Le mouvement du printemps a ébréché le dispositif spectaculaire et routinier du pouvoir qui compte avant tout sur notre passivité. Dans les AG tant honnies par M. Pitte, les bureaucrates ont bien souvent été démasqués. Réduits au silence là où s’auto-organisait la lutte, ceux-ci ont déversé unilatéralement leur communication mensongère dans les médias. Ils ont réussi à faire refluer la lutte, avant qu’elle n’aille trop loin, c’est-à-dire qu’elle remette en cause les fondements du capitalisme et donc de leurs privilèges.

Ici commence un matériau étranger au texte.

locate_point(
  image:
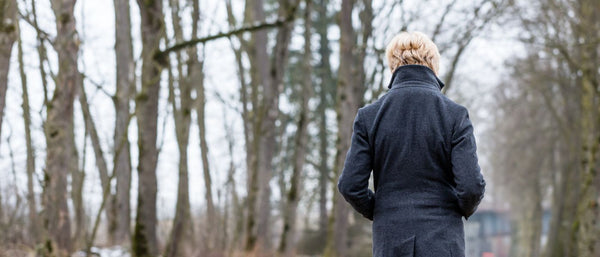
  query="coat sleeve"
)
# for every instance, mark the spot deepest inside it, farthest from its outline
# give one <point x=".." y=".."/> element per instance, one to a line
<point x="470" y="185"/>
<point x="353" y="183"/>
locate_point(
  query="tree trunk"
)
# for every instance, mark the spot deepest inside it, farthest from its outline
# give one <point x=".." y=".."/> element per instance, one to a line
<point x="8" y="36"/>
<point x="287" y="244"/>
<point x="144" y="241"/>
<point x="267" y="74"/>
<point x="181" y="237"/>
<point x="350" y="91"/>
<point x="58" y="129"/>
<point x="30" y="166"/>
<point x="119" y="207"/>
<point x="326" y="91"/>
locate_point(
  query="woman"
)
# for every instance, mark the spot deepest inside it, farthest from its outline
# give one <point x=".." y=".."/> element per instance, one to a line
<point x="421" y="150"/>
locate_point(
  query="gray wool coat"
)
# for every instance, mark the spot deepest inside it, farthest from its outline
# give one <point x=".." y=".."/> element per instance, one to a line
<point x="421" y="150"/>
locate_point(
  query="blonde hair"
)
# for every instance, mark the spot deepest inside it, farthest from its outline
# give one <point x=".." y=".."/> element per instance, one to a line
<point x="412" y="48"/>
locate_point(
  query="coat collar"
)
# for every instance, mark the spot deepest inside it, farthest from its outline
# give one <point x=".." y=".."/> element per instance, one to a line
<point x="408" y="74"/>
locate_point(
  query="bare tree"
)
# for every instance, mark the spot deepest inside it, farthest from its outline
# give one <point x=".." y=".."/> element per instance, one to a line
<point x="287" y="244"/>
<point x="30" y="166"/>
<point x="181" y="237"/>
<point x="120" y="224"/>
<point x="59" y="133"/>
<point x="144" y="241"/>
<point x="8" y="36"/>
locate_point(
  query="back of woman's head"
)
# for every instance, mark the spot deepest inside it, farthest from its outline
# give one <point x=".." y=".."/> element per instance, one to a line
<point x="412" y="48"/>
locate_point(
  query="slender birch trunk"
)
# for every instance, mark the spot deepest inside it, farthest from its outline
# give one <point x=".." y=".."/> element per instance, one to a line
<point x="144" y="242"/>
<point x="58" y="129"/>
<point x="119" y="207"/>
<point x="8" y="36"/>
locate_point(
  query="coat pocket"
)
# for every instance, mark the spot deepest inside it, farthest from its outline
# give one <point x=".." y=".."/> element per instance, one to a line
<point x="404" y="248"/>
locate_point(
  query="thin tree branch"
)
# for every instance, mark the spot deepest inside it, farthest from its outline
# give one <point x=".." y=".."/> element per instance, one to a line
<point x="161" y="56"/>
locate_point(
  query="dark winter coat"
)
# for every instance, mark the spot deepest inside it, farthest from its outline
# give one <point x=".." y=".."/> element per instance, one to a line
<point x="421" y="150"/>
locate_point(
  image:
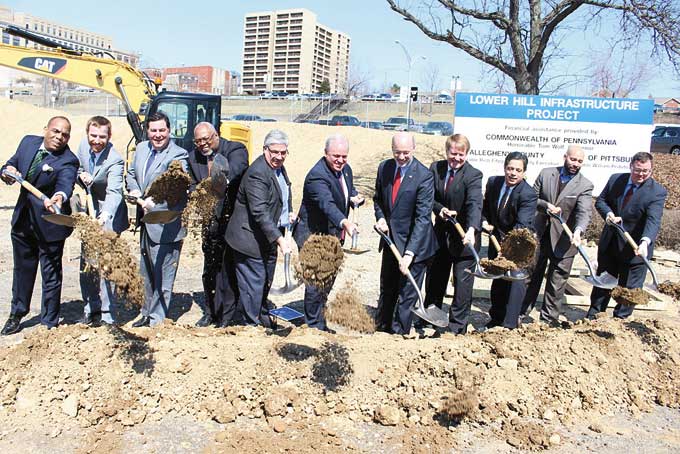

Nous devons nous appuyer sur le mouvement du printemps pour développer notre auto-organisation. Prolonger les comités de lutte dans la construction d’un nouveau syndicat de lutte, pour combattre l’Université capitalisée et sa morale répugnante. A M. Pitte qui prône « l’éducation des immigrants, adultes et jeunes, à la culture française, au civisme républicain, et à la laïcité » pour éviter la « guerre civile » (p. 113-114), nous lui répondons qu’il n’y aura pas de pacification, que nous combattrons sans relâche les idéologues de la bourgeoisie prêts à attiser le racisme pour diviser les travailleurs et empêcher leur union. Parce que notre union consciente signifie leur perte, ils sont prêts à tout. Soyons aussi déterminés qu’eux, et unissons nous pour détruire ce système capitaliste inhumain qui veut détruire tous les oasis de liberté.